I've been filled with anxiety, crying randomly, and I can't pinpoint why, exactly. I’m definitely still struggling with the decision of whether or not I want to keep going with treatments. IVF is so invasive, and it's already failed me three times. It's a consuming spiral I fall into every day. Maybe my subconscious is working overtime looking for an answer.

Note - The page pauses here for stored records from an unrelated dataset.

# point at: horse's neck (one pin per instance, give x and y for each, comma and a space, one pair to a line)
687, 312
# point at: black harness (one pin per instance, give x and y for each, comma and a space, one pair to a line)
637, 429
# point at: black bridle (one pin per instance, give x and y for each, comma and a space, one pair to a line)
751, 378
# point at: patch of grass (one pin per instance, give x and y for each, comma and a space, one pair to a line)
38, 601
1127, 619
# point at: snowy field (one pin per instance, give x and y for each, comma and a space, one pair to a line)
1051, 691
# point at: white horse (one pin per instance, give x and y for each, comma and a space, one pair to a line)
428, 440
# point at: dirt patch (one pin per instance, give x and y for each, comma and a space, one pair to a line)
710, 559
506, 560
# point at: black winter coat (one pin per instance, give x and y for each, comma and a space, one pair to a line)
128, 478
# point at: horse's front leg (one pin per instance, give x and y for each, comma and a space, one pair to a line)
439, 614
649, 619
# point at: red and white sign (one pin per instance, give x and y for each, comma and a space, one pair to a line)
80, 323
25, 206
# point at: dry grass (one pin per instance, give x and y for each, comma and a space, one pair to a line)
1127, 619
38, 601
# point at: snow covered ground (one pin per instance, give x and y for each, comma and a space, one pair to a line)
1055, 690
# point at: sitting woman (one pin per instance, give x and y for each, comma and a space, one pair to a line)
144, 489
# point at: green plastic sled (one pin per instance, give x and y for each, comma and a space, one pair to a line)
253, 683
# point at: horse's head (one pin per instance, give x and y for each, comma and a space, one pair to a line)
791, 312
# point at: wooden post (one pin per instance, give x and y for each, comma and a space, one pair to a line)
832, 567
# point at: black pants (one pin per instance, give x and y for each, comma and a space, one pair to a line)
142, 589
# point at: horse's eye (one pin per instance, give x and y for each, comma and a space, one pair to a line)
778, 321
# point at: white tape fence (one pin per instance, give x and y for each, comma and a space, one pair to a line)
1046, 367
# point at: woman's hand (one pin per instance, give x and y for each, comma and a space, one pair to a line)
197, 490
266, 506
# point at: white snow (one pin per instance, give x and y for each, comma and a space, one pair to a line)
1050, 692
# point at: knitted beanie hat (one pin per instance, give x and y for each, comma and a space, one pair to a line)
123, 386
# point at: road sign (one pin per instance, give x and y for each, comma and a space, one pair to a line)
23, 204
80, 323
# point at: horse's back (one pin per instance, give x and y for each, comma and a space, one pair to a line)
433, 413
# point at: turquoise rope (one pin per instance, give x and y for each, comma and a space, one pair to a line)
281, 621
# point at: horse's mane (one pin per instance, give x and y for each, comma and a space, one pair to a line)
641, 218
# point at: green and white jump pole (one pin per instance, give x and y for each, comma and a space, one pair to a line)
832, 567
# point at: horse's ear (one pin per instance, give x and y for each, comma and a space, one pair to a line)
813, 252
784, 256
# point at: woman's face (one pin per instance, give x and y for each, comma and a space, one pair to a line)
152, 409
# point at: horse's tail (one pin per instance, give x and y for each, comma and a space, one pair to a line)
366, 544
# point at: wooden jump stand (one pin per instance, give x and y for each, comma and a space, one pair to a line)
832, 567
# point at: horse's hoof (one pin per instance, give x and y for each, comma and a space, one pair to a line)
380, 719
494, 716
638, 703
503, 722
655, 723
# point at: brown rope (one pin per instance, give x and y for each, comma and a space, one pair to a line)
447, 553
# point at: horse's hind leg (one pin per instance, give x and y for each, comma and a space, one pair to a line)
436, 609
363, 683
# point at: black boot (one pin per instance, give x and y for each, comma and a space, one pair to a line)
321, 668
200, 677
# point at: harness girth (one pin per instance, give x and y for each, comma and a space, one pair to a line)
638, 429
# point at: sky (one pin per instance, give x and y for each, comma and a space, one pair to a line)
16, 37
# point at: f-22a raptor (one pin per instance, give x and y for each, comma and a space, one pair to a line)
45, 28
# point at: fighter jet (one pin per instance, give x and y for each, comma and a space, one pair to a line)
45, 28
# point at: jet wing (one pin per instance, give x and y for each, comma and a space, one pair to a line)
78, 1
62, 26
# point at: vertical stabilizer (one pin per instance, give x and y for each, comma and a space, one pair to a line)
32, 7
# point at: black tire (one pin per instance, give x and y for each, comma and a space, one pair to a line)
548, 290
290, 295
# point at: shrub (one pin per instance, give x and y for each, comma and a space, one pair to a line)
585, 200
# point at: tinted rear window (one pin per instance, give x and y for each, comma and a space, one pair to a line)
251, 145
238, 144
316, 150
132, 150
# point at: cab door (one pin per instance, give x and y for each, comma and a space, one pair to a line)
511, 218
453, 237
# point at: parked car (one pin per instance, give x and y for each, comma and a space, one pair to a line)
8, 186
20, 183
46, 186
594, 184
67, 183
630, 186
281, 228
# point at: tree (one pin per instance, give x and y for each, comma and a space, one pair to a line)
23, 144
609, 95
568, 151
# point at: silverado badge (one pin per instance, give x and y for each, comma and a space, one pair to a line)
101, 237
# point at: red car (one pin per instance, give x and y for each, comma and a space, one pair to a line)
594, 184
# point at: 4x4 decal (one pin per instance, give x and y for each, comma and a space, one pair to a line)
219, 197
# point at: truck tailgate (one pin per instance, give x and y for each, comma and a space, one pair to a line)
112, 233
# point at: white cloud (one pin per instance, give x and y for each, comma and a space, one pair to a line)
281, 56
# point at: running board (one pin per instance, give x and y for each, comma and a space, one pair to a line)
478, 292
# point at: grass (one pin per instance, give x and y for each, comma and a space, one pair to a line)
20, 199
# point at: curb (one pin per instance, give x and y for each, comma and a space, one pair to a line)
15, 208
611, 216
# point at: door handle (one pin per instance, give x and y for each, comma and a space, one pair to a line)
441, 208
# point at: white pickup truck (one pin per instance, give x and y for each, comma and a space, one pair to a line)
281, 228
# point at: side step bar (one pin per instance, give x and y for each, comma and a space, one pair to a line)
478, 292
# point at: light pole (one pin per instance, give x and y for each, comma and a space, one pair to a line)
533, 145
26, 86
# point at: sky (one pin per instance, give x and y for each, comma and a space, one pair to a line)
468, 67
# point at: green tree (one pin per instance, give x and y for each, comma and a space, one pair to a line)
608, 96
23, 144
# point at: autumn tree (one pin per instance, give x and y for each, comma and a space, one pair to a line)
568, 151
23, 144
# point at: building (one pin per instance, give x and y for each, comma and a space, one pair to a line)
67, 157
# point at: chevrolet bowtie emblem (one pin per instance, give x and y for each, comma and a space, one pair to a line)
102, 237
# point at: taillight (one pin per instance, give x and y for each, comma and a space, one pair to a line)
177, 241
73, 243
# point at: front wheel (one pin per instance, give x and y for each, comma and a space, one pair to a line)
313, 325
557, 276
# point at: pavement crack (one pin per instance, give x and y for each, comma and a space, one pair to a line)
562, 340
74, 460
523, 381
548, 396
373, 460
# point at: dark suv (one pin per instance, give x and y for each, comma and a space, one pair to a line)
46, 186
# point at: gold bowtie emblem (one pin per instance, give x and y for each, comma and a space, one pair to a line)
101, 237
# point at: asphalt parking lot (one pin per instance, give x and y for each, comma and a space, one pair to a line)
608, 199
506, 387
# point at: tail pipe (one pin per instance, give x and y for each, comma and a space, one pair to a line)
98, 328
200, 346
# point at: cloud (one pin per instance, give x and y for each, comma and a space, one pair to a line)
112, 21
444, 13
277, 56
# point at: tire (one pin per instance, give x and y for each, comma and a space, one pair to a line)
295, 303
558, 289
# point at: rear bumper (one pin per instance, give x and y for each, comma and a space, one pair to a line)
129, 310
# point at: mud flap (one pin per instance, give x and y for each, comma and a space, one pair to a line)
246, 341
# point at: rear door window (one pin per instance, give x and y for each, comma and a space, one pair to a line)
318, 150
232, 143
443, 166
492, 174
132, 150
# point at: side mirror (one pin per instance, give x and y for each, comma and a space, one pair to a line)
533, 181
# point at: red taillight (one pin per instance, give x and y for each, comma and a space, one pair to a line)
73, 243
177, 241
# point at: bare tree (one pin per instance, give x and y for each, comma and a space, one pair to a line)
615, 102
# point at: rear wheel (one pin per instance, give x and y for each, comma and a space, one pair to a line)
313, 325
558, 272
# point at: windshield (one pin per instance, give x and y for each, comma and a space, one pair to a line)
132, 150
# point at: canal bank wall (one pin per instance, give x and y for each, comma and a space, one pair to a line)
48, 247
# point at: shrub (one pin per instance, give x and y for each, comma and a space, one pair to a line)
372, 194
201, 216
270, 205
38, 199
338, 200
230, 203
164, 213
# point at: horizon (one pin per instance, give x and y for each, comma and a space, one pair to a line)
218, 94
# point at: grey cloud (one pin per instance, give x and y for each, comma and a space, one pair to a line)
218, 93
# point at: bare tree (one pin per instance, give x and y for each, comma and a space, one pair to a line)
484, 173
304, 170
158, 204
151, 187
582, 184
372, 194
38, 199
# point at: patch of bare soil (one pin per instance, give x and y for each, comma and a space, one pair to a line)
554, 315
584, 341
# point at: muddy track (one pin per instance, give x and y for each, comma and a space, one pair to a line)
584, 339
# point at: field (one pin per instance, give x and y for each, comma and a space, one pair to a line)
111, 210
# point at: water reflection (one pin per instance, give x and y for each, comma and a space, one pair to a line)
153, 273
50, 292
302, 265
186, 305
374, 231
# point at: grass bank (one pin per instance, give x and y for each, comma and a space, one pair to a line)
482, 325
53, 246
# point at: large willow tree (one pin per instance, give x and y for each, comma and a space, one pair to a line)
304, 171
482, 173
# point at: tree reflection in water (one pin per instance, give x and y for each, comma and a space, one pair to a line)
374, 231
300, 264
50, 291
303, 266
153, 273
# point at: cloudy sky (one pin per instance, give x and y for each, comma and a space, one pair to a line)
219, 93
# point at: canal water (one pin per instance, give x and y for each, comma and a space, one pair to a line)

I told Fel how stupid I feel. I went through months and months of treatments because I thought I knew what I wanted. But now, after all of it — the failed cycles, the miscarriage, almost losing Fel — I’m so lost. She said, “So many things have happened since we started down this path. It's totally reasonable that you might change your mind.” It alleviated… whatever it was I was feeling, but only for a moment.
I’m still here, still confused, still asking question after question, trying to find my way into whatever my answer is, and nothing is leading me there.
I can't feasibly do a cycle for another couple of months. It gives me extra time to think, but… I really wanted some answers from those blood tests, and all I got was confirmation that my body is sabotaging me. Now that I'm 35, this whole thing feels extra impossible, like I've crossed some sort of invisible line in the sand.
Earlier this month, I drove through Lancaster, Pennsylvania, for a work trip. I saw a billboard that said, "Is 2018 the year of fertility?"
It's a literal sign, but is it a sign?